Bastrykin’s reference to multiple killers as those deserving of the death penalty is hypocritical for another reason.  Russia has, since the second half of 2022, been releasing convicted criminals, including those who killed several people, if they agree to fight in Ukraine.  Very many have returned to Russia, ‘pardoned’ and free, only to kill again.  Nor is this a particular problem, since those who reoffend, or others suspected of a crime, or those convicted already, can get charges dropped or the sentence suspended if they sign a contract to fight in Russia’s army. 

In theory, only those facing or convicted of minor or medium severity crimes are considered.  This, however, was the theory from the outset, but it did not stop Russia releasing those convicted of multiple killings or other violent crimes. 

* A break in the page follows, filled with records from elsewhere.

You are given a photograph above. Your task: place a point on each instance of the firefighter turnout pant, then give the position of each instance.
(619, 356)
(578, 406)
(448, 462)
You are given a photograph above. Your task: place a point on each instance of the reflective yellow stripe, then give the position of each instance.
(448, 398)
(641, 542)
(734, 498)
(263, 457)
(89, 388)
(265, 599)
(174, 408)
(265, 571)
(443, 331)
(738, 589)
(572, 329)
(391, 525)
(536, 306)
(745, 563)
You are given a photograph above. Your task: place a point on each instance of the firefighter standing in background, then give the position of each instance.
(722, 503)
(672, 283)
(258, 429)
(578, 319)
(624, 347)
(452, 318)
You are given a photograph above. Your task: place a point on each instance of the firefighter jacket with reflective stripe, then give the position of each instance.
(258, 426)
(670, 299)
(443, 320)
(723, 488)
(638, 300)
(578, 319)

The only consistency appears to be that those convicted on ‘terrorism’ charges are not eligible. Russia is, however, abusing its fatally flawed ‘terrorism legislation’ as a weapon, especially against the Crimean Tatar human rights movement, in occupied Crimea and against Ukrainians abducted from other occupied Ukrainian territory.  These recognized political prisoners are the people who are being sentenced to 20 years or more in Russian prisons.  Even Bastrykin is not proposing sentencing men to death who are accused of ‘terrorism’ purely on the basis of a flawed Supreme Court ruling and unproven involvement in an organization (Hizb ut-Tahrir) which is legal in Ukraine.   There is less scope for optimism about the kind of ‘trials’ Russia is now concocting against Ukrainian prisoners of war who are, effectively, accused of Russia’s crimes in Mariupol or other Ukrainian cities.  The same is true of the many ‘terrorism’ or ‘international terrorism’ charges that Russia is using against civilians abducted from their homes in occupied parts of Ukraine.  Even the fundamental principle that the law is not retroactive was flouted in occupied Crimea for Russia’s persecution of Crimean Tatar leader Akhtem Chiygoz and other Crimean Tatars.  Even if this principle was upheld with respect to the death penalty, it would not protect Ukrainians seized after the decision on reinstatement.

Russia is claiming that Ukrainian territory is now ‘Russian’ and is also making it impossible for Ukrainians to live there without accepting Russian citizenship.  This means that any reinstatement of the death penalty could be applied against Ukrainians.